The Luray Caverns rest at a fairly remote, rural location in West Virginia. There are no bus routes, but larger towns and cities nearby offer taxicab services that can get you to the Luray Caverns and back. However, the best method to reach the Luray Caverns is driving yourself. If you need to fly in, Washington D.C. or Richmond, Virginia are sensible destinations, and you can rent a car from companies like Enterprise Rent-a-Car.
Pets are allowed in the Luray Caverns under two major conditions. They need to be small enough to hold and carry the whole duration of the tour. Additionally, dogs need to be kept on leashes at all times. Unfortunately, there’s no onsite kennel or a suitable place to leave your pets, so you may want to leave your furry family at home for this trip.
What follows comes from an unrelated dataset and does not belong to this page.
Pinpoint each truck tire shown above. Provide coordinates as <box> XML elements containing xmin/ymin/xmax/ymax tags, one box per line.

Planning, buying tickets ahead of time, and checking dates are usually essential. However, there’s nothing to worry about when it comes to visiting the Luray Caverns. Their tours famously never run out of space, even during the peak season; although, you may feel a bit more hurried when visiting during this season. The only reason to plan ahead is if you’re part of a large group in order to ensure the best experience and to take advantage of a group discount. You can buy tickets onsite for the same price as buying them ahead of time online, and the tickets are good all day long.
In addition to the Luray Caverns tour, your ticket entitles you to several other perks. You can see the history of transportation visualized at the impressive Car and Carriage Caravan. Here, various models of carriages and cars are arranged in chronological order. The charming Luray Valley Museum is also included in the trip and consists of two parts. One is a collection of antiques and artifacts from the earliest days of settlement up to the onset of the Great Depression, while the other is a recreation of an 18th century West Virginia town. Thankfully, the denizens of the mock-town are happy to answer questions!
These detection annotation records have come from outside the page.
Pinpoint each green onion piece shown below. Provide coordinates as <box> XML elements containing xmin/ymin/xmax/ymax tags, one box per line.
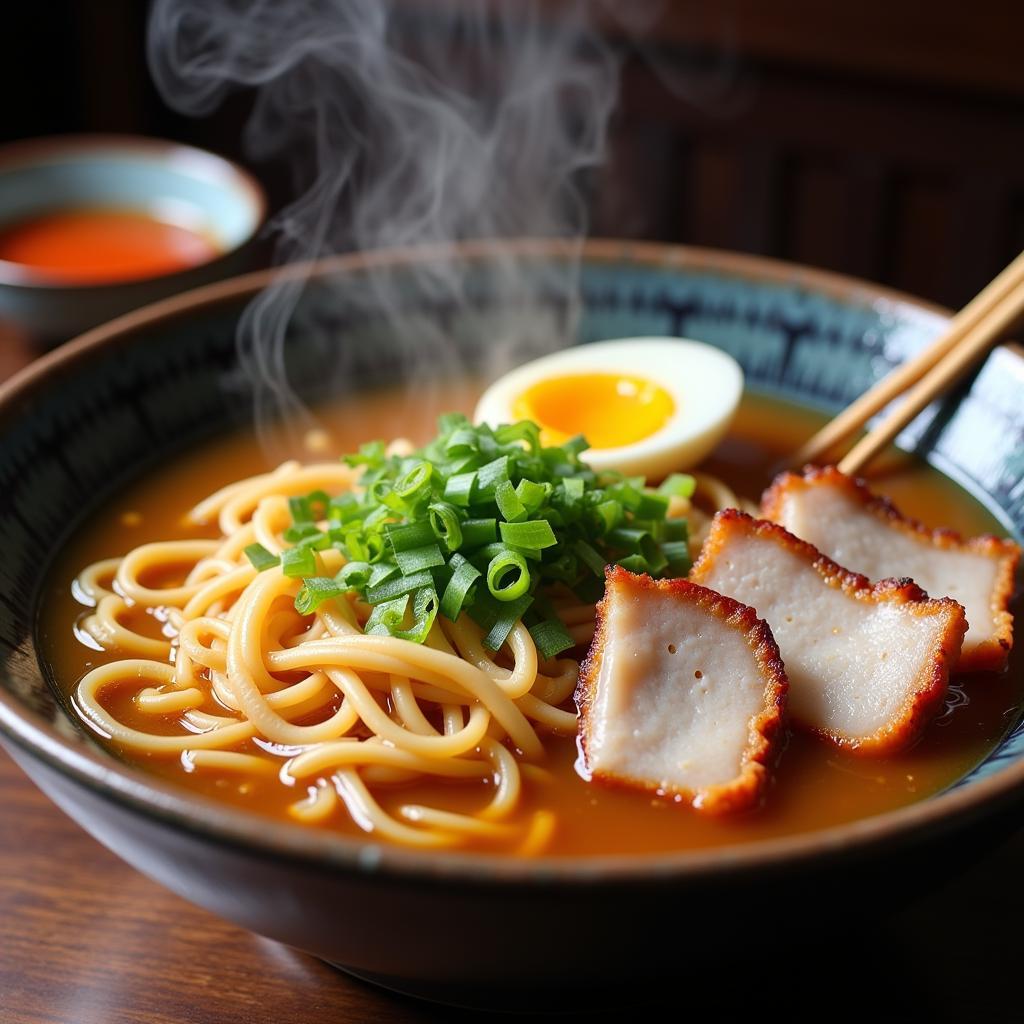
<box><xmin>594</xmin><ymin>499</ymin><xmax>623</xmax><ymax>534</ymax></box>
<box><xmin>295</xmin><ymin>577</ymin><xmax>345</xmax><ymax>615</ymax></box>
<box><xmin>444</xmin><ymin>427</ymin><xmax>476</xmax><ymax>458</ymax></box>
<box><xmin>572</xmin><ymin>541</ymin><xmax>608</xmax><ymax>580</ymax></box>
<box><xmin>664</xmin><ymin>518</ymin><xmax>690</xmax><ymax>541</ymax></box>
<box><xmin>362</xmin><ymin>594</ymin><xmax>409</xmax><ymax>636</ymax></box>
<box><xmin>529</xmin><ymin>618</ymin><xmax>575</xmax><ymax>658</ymax></box>
<box><xmin>562</xmin><ymin>476</ymin><xmax>585</xmax><ymax>502</ymax></box>
<box><xmin>288</xmin><ymin>497</ymin><xmax>313</xmax><ymax>523</ymax></box>
<box><xmin>394</xmin><ymin>544</ymin><xmax>444</xmax><ymax>575</ymax></box>
<box><xmin>440</xmin><ymin>554</ymin><xmax>481</xmax><ymax>623</ymax></box>
<box><xmin>495</xmin><ymin>420</ymin><xmax>541</xmax><ymax>452</ymax></box>
<box><xmin>328</xmin><ymin>492</ymin><xmax>359</xmax><ymax>523</ymax></box>
<box><xmin>473</xmin><ymin>455</ymin><xmax>509</xmax><ymax>502</ymax></box>
<box><xmin>662</xmin><ymin>541</ymin><xmax>692</xmax><ymax>577</ymax></box>
<box><xmin>367</xmin><ymin>562</ymin><xmax>399</xmax><ymax>587</ymax></box>
<box><xmin>462</xmin><ymin>519</ymin><xmax>498</xmax><ymax>551</ymax></box>
<box><xmin>499</xmin><ymin>519</ymin><xmax>558</xmax><ymax>551</ymax></box>
<box><xmin>282</xmin><ymin>522</ymin><xmax>319</xmax><ymax>544</ymax></box>
<box><xmin>618</xmin><ymin>555</ymin><xmax>650</xmax><ymax>573</ymax></box>
<box><xmin>367</xmin><ymin>569</ymin><xmax>434</xmax><ymax>604</ymax></box>
<box><xmin>427</xmin><ymin>502</ymin><xmax>462</xmax><ymax>551</ymax></box>
<box><xmin>335</xmin><ymin>562</ymin><xmax>373</xmax><ymax>590</ymax></box>
<box><xmin>495</xmin><ymin>480</ymin><xmax>526</xmax><ymax>522</ymax></box>
<box><xmin>281</xmin><ymin>548</ymin><xmax>316</xmax><ymax>580</ymax></box>
<box><xmin>608</xmin><ymin>526</ymin><xmax>658</xmax><ymax>565</ymax></box>
<box><xmin>634</xmin><ymin>490</ymin><xmax>669</xmax><ymax>519</ymax></box>
<box><xmin>306</xmin><ymin>490</ymin><xmax>331</xmax><ymax>522</ymax></box>
<box><xmin>384</xmin><ymin>519</ymin><xmax>434</xmax><ymax>551</ymax></box>
<box><xmin>444</xmin><ymin>471</ymin><xmax>476</xmax><ymax>508</ymax></box>
<box><xmin>487</xmin><ymin>549</ymin><xmax>530</xmax><ymax>601</ymax></box>
<box><xmin>245</xmin><ymin>544</ymin><xmax>281</xmax><ymax>572</ymax></box>
<box><xmin>657</xmin><ymin>473</ymin><xmax>697</xmax><ymax>498</ymax></box>
<box><xmin>297</xmin><ymin>529</ymin><xmax>331</xmax><ymax>551</ymax></box>
<box><xmin>483</xmin><ymin>594</ymin><xmax>534</xmax><ymax>650</ymax></box>
<box><xmin>342</xmin><ymin>441</ymin><xmax>387</xmax><ymax>467</ymax></box>
<box><xmin>394</xmin><ymin>459</ymin><xmax>434</xmax><ymax>504</ymax></box>
<box><xmin>515</xmin><ymin>477</ymin><xmax>552</xmax><ymax>515</ymax></box>
<box><xmin>392</xmin><ymin>587</ymin><xmax>437</xmax><ymax>643</ymax></box>
<box><xmin>437</xmin><ymin>413</ymin><xmax>469</xmax><ymax>436</ymax></box>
While the ticket includes a few extras, there are two separate, explicitly kid-oriented courses you can get for your kids. One includes access to a rope climbing park, which consists of three levels so the children can climb according to their ability, comfort, and confidence. The other is a garden maze where the whole family can have fun getting lost together.
The Luray Caverns are so insulated from the outside weather that they stay at a fairly stable 54 degrees Fahrenheit year-round. However, the humidity is quite high and some describe the temperature as ‘feeling’ more like 65. If you’re visiting in the summer, bringing a sweater and a pair of jeans would be smart. If you’re visiting in the winter, be prepared to shed a layer or two.
The Luray Caverns are busiest when the kids are out of school and going on vacation with their parents. As a result, peak season tends to be around spring break, late spring and on through early fall. October through to spring represents the low season, when you’ll be able to skip the crowds and enjoy a quieter visit to the Caverns.
Since the Luray Caverns are such a popular destination, the tours are highly efficient to make sure everyone gets to see the major stops within. Groups stop at a station for twenty minutes, where a tour guide provides information on their assigned stretch of the cavern. This is more strictly observed during peak season, as some areas are rather small and physically require one group to go so the next can follow. However, the tickets are good for all day and you’re free to reenter.
Once you finish the tour, you’ll walk right into the Luray Caverns Store. It’s an authentic gift shop filled with locally produced candies, Virginia wines, and a rich selection of locally produced jams, jellies, and butters. If you’re traveling from outside Virginia, it’s an excellent opportunity to get a taste of fresh, local goo
The Luray Caverns are located in the Shenandoah Valley, and a drive around the Valley is a perfect way to spend the day after you leave. The Shenandoah is nestled between the Blue Ridge and Allegheny mountains, and it’s a truly beautiful stretch of wilderness. History enthusiasts will enjoy learning about the critical role the Shenandoah played in the Civil War, from Stonewall Jackson’s brilliant campaign there in 1862 to Philip Sheridan’s devastating invasion in 1864.